Wednesday, 24 March 2010

Stop Smoking Tips - Overcoming Deprivation

If you are reading this as a smoker, the fact that you're free to smoke might seem rather obvious. Here you are, lighting up cigarettes and smoking them. Of course you can do that. It's after you have made an attempt to stop that your choice to go back to smoking can seem to have been surrendered.

The work involved in stopping smoking is in coming to understand that you have the freedom to return to smoking - even though you are not exercising that freedom by smoking.

The chances are that you have a deep-seated belief that you have been developing for many years, even decades. And it takes some time and effort to turn this false way of thinking around.

A friend of mine, Susan, is typical of someone working through a substantial problem with deprivation. When she first stopped smoking she got very angry, then lethargic and apathetic. When I spoke to her a week later she was feeling very deprived, yearning to smoke for hours on end, even though she was genuinely horrified by the thought of going back to smoking.
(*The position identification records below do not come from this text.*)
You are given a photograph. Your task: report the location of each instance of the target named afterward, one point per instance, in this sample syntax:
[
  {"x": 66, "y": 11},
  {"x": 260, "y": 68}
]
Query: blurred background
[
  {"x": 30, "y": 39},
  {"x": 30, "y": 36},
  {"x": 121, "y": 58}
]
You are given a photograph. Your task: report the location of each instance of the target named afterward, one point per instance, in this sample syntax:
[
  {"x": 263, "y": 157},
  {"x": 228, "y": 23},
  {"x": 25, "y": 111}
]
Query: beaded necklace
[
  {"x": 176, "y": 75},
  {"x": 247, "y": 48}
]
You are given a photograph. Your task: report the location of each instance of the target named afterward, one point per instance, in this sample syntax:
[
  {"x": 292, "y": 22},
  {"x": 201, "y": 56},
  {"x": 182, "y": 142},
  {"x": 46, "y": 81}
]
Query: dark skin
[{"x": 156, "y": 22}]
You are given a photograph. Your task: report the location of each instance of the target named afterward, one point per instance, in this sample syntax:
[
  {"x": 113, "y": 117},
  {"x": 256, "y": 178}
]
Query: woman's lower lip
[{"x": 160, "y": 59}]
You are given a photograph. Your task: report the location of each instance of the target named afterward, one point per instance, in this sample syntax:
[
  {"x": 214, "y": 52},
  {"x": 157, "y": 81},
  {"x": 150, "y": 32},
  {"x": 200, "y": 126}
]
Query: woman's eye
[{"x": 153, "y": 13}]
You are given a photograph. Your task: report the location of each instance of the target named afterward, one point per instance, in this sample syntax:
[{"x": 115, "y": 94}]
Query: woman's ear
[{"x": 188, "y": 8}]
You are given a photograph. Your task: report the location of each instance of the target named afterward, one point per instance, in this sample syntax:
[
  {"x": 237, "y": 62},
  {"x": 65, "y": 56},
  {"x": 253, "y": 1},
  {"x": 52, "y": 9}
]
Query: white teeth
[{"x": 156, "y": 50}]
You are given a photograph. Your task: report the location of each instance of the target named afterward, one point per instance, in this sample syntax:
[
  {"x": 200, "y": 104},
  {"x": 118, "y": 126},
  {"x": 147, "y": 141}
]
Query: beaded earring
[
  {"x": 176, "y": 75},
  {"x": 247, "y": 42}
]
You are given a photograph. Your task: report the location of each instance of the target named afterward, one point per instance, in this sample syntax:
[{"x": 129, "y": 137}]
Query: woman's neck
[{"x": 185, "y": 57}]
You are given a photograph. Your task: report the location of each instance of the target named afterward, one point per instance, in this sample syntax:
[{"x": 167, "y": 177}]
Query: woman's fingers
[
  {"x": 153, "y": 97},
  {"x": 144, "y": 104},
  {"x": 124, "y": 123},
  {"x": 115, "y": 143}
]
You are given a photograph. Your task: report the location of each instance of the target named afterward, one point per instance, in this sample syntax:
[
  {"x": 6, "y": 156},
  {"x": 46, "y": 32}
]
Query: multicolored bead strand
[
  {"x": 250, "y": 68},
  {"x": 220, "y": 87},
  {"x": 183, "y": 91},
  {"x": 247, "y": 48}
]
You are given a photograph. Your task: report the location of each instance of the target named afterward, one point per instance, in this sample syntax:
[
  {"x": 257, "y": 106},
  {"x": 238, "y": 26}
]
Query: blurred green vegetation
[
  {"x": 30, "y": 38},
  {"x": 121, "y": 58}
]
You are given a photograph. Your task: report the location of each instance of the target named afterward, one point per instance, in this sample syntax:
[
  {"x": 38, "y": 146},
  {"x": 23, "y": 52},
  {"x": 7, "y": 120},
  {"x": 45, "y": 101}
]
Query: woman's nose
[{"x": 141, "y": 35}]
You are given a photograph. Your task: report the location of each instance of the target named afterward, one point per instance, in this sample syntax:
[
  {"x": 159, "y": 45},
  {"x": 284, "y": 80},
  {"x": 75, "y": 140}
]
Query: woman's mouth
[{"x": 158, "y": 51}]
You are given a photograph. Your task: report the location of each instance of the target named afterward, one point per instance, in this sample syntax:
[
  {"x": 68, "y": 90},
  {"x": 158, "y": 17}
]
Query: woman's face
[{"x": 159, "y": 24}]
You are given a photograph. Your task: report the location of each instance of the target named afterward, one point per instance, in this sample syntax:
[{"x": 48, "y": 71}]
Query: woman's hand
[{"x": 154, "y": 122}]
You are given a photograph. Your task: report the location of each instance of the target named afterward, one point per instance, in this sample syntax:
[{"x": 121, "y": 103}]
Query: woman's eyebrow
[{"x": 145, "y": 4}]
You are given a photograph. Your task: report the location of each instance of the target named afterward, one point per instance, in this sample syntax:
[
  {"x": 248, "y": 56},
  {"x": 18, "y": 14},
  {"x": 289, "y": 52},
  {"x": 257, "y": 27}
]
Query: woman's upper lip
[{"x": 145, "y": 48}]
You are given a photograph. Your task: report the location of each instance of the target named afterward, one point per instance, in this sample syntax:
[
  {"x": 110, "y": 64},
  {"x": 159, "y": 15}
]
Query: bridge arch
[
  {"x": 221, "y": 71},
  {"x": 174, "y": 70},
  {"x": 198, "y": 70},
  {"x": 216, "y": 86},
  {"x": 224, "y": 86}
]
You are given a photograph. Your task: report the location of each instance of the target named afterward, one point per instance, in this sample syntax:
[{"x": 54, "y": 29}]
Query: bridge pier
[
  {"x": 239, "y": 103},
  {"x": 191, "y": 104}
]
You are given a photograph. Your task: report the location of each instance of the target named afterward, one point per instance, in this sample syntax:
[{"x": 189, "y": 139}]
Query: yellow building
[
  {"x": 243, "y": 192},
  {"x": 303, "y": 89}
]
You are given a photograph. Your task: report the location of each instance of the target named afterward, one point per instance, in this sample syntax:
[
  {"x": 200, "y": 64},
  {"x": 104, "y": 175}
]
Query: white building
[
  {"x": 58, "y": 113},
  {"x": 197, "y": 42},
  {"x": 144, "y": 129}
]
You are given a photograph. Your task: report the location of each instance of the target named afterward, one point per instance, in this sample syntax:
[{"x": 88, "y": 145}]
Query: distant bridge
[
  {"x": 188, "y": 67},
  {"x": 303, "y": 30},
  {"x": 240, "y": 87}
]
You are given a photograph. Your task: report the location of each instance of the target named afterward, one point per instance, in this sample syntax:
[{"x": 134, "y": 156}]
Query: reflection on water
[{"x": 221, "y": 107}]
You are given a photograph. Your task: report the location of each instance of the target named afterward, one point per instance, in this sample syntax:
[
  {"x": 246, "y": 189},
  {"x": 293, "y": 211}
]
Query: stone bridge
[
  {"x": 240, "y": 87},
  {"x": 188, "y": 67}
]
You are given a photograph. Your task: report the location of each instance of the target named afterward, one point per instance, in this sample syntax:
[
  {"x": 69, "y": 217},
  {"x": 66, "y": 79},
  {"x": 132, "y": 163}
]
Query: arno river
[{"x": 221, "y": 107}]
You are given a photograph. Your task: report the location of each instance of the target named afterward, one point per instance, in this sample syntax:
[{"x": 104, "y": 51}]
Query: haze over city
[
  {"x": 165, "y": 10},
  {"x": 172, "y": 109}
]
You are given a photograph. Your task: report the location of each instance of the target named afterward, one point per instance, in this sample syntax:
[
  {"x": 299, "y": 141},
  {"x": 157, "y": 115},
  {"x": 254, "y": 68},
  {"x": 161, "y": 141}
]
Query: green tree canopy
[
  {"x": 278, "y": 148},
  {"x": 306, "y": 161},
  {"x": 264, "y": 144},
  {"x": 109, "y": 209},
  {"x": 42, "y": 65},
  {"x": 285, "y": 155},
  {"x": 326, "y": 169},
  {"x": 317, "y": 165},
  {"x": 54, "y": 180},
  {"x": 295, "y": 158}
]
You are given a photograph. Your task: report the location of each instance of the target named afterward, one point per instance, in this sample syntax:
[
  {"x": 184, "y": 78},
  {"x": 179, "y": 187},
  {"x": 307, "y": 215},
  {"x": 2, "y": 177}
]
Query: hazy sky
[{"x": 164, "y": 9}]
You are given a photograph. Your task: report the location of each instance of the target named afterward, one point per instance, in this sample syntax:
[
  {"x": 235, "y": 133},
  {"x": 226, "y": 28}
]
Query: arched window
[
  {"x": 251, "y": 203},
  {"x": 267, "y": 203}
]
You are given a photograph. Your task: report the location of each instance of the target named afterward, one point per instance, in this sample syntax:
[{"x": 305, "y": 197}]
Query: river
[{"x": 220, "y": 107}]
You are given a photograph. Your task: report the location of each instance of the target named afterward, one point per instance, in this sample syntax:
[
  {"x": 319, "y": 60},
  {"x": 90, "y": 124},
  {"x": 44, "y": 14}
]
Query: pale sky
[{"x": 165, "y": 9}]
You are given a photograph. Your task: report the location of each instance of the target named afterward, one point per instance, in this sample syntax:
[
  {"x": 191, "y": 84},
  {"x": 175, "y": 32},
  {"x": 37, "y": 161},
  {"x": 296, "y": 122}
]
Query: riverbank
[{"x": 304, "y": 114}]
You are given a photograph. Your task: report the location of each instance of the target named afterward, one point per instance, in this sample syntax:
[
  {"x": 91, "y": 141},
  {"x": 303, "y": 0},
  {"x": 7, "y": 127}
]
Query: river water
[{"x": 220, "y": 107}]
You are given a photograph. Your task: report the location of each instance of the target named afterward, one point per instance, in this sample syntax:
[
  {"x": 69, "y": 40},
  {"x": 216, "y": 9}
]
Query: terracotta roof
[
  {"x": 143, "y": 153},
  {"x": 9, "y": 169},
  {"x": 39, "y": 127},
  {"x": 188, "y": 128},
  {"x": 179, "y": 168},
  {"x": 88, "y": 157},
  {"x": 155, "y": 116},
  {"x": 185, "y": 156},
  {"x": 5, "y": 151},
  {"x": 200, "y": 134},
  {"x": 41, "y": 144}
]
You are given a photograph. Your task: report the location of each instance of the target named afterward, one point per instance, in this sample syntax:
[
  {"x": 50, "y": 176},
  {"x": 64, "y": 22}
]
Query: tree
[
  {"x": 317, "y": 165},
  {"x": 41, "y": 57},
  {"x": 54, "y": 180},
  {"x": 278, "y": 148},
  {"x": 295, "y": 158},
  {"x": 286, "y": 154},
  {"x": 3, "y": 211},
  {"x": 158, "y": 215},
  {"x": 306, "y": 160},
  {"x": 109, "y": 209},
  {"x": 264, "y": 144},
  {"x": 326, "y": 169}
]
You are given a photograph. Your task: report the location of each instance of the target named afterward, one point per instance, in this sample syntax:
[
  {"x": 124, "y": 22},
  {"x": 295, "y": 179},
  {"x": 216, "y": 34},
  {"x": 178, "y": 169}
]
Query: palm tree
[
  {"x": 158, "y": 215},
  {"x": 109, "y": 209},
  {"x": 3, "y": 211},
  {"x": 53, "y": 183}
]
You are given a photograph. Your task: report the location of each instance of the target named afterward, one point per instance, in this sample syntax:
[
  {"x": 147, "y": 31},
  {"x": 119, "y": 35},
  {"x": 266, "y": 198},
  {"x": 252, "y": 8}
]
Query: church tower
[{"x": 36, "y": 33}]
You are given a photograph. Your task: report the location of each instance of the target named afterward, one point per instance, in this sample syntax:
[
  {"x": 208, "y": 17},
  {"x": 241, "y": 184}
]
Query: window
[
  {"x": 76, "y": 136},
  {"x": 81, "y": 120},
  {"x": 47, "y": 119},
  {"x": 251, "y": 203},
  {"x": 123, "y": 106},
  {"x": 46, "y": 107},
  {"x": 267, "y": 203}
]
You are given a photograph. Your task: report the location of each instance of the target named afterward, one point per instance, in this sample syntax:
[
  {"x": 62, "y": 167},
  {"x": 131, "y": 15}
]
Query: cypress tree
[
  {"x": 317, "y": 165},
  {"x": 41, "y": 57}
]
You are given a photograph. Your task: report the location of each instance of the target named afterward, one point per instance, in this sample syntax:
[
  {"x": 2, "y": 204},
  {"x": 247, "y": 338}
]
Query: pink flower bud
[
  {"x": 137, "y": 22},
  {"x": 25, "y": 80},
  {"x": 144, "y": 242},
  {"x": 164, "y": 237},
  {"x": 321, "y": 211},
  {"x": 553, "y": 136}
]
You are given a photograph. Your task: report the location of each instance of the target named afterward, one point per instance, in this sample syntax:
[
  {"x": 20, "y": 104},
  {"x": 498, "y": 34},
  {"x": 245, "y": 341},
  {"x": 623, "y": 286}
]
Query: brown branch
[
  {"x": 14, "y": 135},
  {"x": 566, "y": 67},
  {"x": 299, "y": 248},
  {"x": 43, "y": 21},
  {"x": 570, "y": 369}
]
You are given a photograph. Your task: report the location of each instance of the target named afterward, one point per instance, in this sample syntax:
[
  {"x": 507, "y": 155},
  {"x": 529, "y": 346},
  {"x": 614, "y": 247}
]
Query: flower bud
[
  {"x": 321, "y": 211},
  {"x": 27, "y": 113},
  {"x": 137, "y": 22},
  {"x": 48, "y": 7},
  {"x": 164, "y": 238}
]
Dealing wth deprivation is part of learning how to quit smoking.

Understandably, she said that she didn't feel very confident at all. She told me that she couldn't smoke. Her (false) logic was that if she wanted to stay off smoking, then she didn't have the option of smoking. 'If I want to live,' she said, 'then I can't smoke.' 'Not true,' I told her. You want to live; true. Smoking will kill you; that is possible. But the truth is that you still have the option of doing that. It's a freedom you have, whether you want it or not. It's a fact of life.'

I wasn't encouraging her to smoke, I was encouraging her to acknowledge that the choice to smoke exists, so that she wouldn't think she was being deprived. When she turned this thinking around she felt much more positive and in control, and found staying stopped much easier.

Her background explains the trouble she was having coming to terms with the concept of free choice. Her parents were both heavy smokers. While they smoked and smoked every day, they always told her, over and over again, that she 'must never become a smoker'.

They were both very ill from smoking, and understandably wanted a better life for their daughter. Susan started smoking when she was 16 and you can imagine the reaction when her parents found out. There was much screaming and yelling, and again she was told that she was not allowed to smoke, that she 'had to stop'.

Once, a few years ago, she stopped smoking after a visit to a hypnotist, but she had just repressed her desire, and was back smoking after two weeks. She didn't even see the issue of choice and deprivation until she read a few good self help books, after 30 years of smoking, simultaneously believing she just wasn't allowed to smoke.

When she reminds herself that she does, in fact, have the freedom to smoke, not smoking becomes easier and far more positive. Her desire to smoke is significantly more tolerable, when before it was 'like a scream through my body'. Knowing she has a choice provided the key.

She goes through periods of forgetting her freedom, but then she will remember it again, eventually shifting her thinking enough so that her choices are real to her.

Sometimes it does take a while for the penny to drop, and this is what causes the initial difficulty in quitting smoking. It's important to keep on repeating to yourself that you are totally free to be a smoker. You may understand that you have the choice to smoke, but only on a relatively superficial level. You see the logic, but inside you are still fighting against the belief that you are not free at all. It takes a while for your thinking to change on every level.

Many people feel the effects of thinking they are deprived, but are not aware of the thinking that is causing them. In fact, most people aren't even aware that it is thinking that is causing them at all.

Often a person who has been feeling deprived for a week or two will say to me, 'When will it get better?' 'When you change the way you are thinking,' I reply. A common mistake is to believe that the sense of deprivation is caused by something physical, like a flu virus, and must be patiently tolerated until it runs its course. I have seen the transformation in so many people, though, who have made that all-important shift in their thinking and instantly stopped feeling deprived!

If you feel angry, remind yourself that nobody is making you do this and that you have not trapped yourself: you are free to return to smoking, whether you actually do that or not it's up to you.

If you feel grief, remember that you have not lost anything; smoking is completely available to you.

If you forget your motivation, remember that you are not locked into one irrevocable decision: you can become a smoker again. Consider that option carefully and honestly, and if there's anything you like about not smoking, it will become obvious.

Stopping smoking doesn't have to feel like a restriction and a tragedy: it can be a liberation and a genuine reward. But you will only experience it that way while you really understand you have still got the freedom to be a smoker if you so choose.

That choice doesn't exist only at the time you stop. A return to smoking continues to be an alternative for the rest of your life, and this can be difficult to accept, especially if you have a strong fear of failure. How to enjoy your continued freedom to smoke - and not deny it or fear it - is something you can learn, with the right techniques.